My husband explained what was going on and I was taken for an appointment with the clinic GP, who sent me to the psychiatrist the next morning, where my condition was diagnosed and I finally got the help I so urgently needed. I was prescribed medication to help me sleep and overcome the extreme anxiety. The doctor also recommended anti-psychotic medication, but I refused. I was happy to be diagnosed with postnatal depression but didn’t want to accept I was suffering from a psychotic episode, especially since the hallucinations stopped after I gave up breastfeeding. Worryingly for us as a family, the clinic insisted my husband sign documentation agreeing never to leave me alone – even for a moment – until they considered me well enough, so he was forced to take time off work. I saw the doctor almost daily, then every couple of days, then once a week as she made sure the medication was working properly.

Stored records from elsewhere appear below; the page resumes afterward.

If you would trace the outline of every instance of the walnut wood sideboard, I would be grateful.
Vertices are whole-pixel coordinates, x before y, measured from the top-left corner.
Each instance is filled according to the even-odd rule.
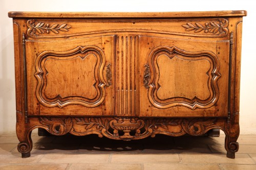
[[[22,157],[35,128],[124,140],[217,128],[234,158],[245,16],[9,12]]]

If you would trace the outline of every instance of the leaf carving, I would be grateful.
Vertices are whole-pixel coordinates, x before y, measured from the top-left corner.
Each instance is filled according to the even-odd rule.
[[[38,22],[34,26],[35,20],[34,19],[29,19],[27,22],[27,25],[29,27],[27,30],[28,35],[32,37],[35,37],[38,36],[36,33],[43,34],[46,32],[47,34],[52,32],[55,34],[58,34],[59,31],[67,32],[68,29],[71,28],[71,26],[68,26],[67,23],[63,23],[58,27],[58,24],[54,24],[51,27],[49,23],[45,26],[44,22]]]
[[[196,22],[195,25],[187,22],[186,25],[182,25],[182,26],[186,29],[186,31],[195,30],[194,32],[196,33],[204,30],[204,32],[205,34],[211,33],[216,34],[219,33],[220,36],[226,35],[228,31],[227,28],[228,25],[228,20],[224,18],[218,18],[218,20],[220,22],[219,23],[216,21],[205,22],[204,23],[205,27],[198,22]]]

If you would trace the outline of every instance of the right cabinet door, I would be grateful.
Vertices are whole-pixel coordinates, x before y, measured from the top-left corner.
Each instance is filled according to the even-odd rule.
[[[139,37],[140,116],[226,116],[229,41]]]

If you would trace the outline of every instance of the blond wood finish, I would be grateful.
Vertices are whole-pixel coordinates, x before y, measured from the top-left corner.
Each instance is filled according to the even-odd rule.
[[[234,158],[246,15],[10,12],[23,157],[35,128],[125,140],[217,128]]]

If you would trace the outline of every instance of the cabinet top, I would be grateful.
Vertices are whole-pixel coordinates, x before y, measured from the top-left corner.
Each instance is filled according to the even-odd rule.
[[[11,18],[131,18],[131,19],[171,19],[182,18],[204,18],[215,17],[242,17],[247,11],[220,11],[206,12],[10,12]]]

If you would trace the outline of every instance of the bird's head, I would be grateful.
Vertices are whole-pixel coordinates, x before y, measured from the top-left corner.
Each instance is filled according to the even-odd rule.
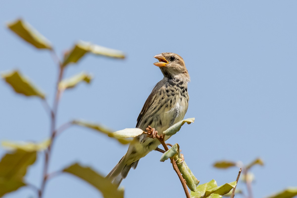
[[[154,64],[160,68],[164,76],[170,78],[182,79],[190,81],[190,76],[186,68],[184,59],[173,53],[165,53],[154,57],[159,61]]]

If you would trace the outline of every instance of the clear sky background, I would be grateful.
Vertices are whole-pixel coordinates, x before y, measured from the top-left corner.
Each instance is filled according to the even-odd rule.
[[[216,161],[246,164],[260,157],[265,166],[252,170],[255,197],[297,186],[297,1],[18,0],[0,4],[0,70],[18,69],[46,93],[51,104],[56,66],[48,51],[22,40],[6,27],[7,22],[26,20],[51,42],[59,55],[80,39],[127,55],[121,60],[88,55],[69,66],[65,77],[83,70],[94,78],[90,85],[82,83],[64,93],[58,125],[82,118],[115,130],[135,127],[146,99],[162,78],[153,64],[157,61],[153,57],[176,53],[184,58],[191,77],[185,118],[196,120],[168,142],[179,144],[200,183],[214,179],[219,185],[235,180],[238,169],[216,170],[212,167]],[[3,80],[0,91],[1,140],[40,142],[48,137],[49,117],[38,99],[17,94]],[[105,175],[127,148],[96,132],[72,127],[55,142],[50,171],[79,161]],[[5,152],[0,148],[1,156]],[[184,196],[171,164],[159,161],[161,156],[151,152],[130,171],[121,184],[126,197]],[[43,161],[40,155],[27,180],[40,186]],[[50,180],[45,193],[45,198],[101,196],[66,174]],[[36,196],[23,188],[4,197]]]

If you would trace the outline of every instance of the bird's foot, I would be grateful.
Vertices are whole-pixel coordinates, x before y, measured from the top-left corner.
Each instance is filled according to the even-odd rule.
[[[155,130],[154,128],[152,128],[150,126],[148,126],[146,129],[147,131],[148,137],[153,139],[156,138],[156,136],[158,134],[158,132]]]

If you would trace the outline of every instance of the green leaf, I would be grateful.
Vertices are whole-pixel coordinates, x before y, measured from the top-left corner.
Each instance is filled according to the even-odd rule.
[[[124,138],[122,138],[121,137],[119,137],[119,135],[116,135],[114,134],[112,134],[113,132],[111,130],[102,125],[90,123],[82,120],[75,120],[72,121],[72,123],[73,124],[86,127],[107,134],[109,137],[116,139],[120,143],[123,144],[128,144],[131,141],[131,140],[130,140],[126,139]],[[116,132],[120,131],[118,131],[118,132]],[[139,131],[139,130],[138,131]]]
[[[197,186],[196,192],[191,191],[191,197],[206,198],[212,194],[223,195],[229,192],[236,186],[236,182],[226,183],[218,186],[217,182],[213,180],[208,183],[199,185]]]
[[[191,191],[196,191],[199,181],[195,177],[184,161],[183,161],[182,159],[179,158],[177,156],[174,157],[174,159],[183,178],[186,180],[187,186]]]
[[[91,75],[82,72],[61,81],[59,84],[59,88],[61,89],[72,88],[82,81],[89,83],[91,80],[92,76]]]
[[[179,145],[177,144],[176,144],[172,146],[170,149],[167,151],[163,153],[161,156],[160,161],[165,161],[168,158],[174,157],[176,155],[178,155],[180,157],[180,154],[179,153]]]
[[[134,137],[142,134],[143,132],[143,130],[139,128],[127,128],[110,133],[108,134],[108,136],[118,139],[122,139]]]
[[[41,151],[45,150],[48,147],[50,143],[50,139],[47,140],[40,143],[33,142],[12,142],[10,141],[2,141],[2,146],[11,149],[17,149],[24,150],[28,152],[34,151]]]
[[[8,28],[20,37],[39,49],[52,49],[50,42],[34,28],[21,19],[7,24]]]
[[[117,186],[109,179],[90,167],[83,167],[77,163],[64,169],[63,171],[71,173],[88,182],[100,191],[105,198],[124,197],[123,191],[118,189]]]
[[[17,149],[7,153],[0,161],[0,197],[26,184],[23,181],[27,169],[35,161],[36,151]]]
[[[256,164],[259,164],[260,166],[264,166],[264,162],[261,158],[257,158],[252,162],[250,164],[247,165],[247,166],[246,169],[247,170],[249,170]]]
[[[65,66],[69,63],[76,63],[86,53],[89,53],[113,58],[125,58],[125,55],[121,51],[89,42],[80,41],[65,54],[62,66]]]
[[[17,70],[2,74],[2,77],[14,90],[15,92],[27,96],[38,96],[42,99],[45,98],[43,93],[37,88],[26,77],[23,76]]]
[[[166,135],[174,135],[177,132],[179,131],[179,129],[181,129],[181,126],[184,125],[184,124],[186,122],[188,124],[189,124],[192,122],[194,122],[194,120],[195,120],[195,118],[188,118],[187,119],[183,120],[173,124],[167,129],[163,132],[163,134]]]
[[[291,198],[297,195],[297,187],[290,187],[266,198]]]
[[[227,169],[236,166],[236,163],[230,161],[222,160],[216,161],[214,164],[214,167],[217,168]]]

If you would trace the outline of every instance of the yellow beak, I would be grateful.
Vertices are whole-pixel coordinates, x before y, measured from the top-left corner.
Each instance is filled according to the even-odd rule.
[[[159,60],[159,62],[157,62],[155,63],[154,64],[158,67],[165,67],[166,66],[166,64],[168,64],[168,61],[167,61],[165,57],[162,55],[161,54],[156,55],[154,57]]]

I’m relieved to say the medication to help me sleep kicked in immediately, then the anti depressants started to make a difference after around 16 to 18 days. Four to five weeks later, I started feeling like me again.
Doctors have said I have a strong chance of a recurrence if I have another child, but I’m now starting to feel like I could, as I’m feeling like myself again. It was a short but excruciatingly painful episode in my life, but I’m pleased to say I’ve recovered.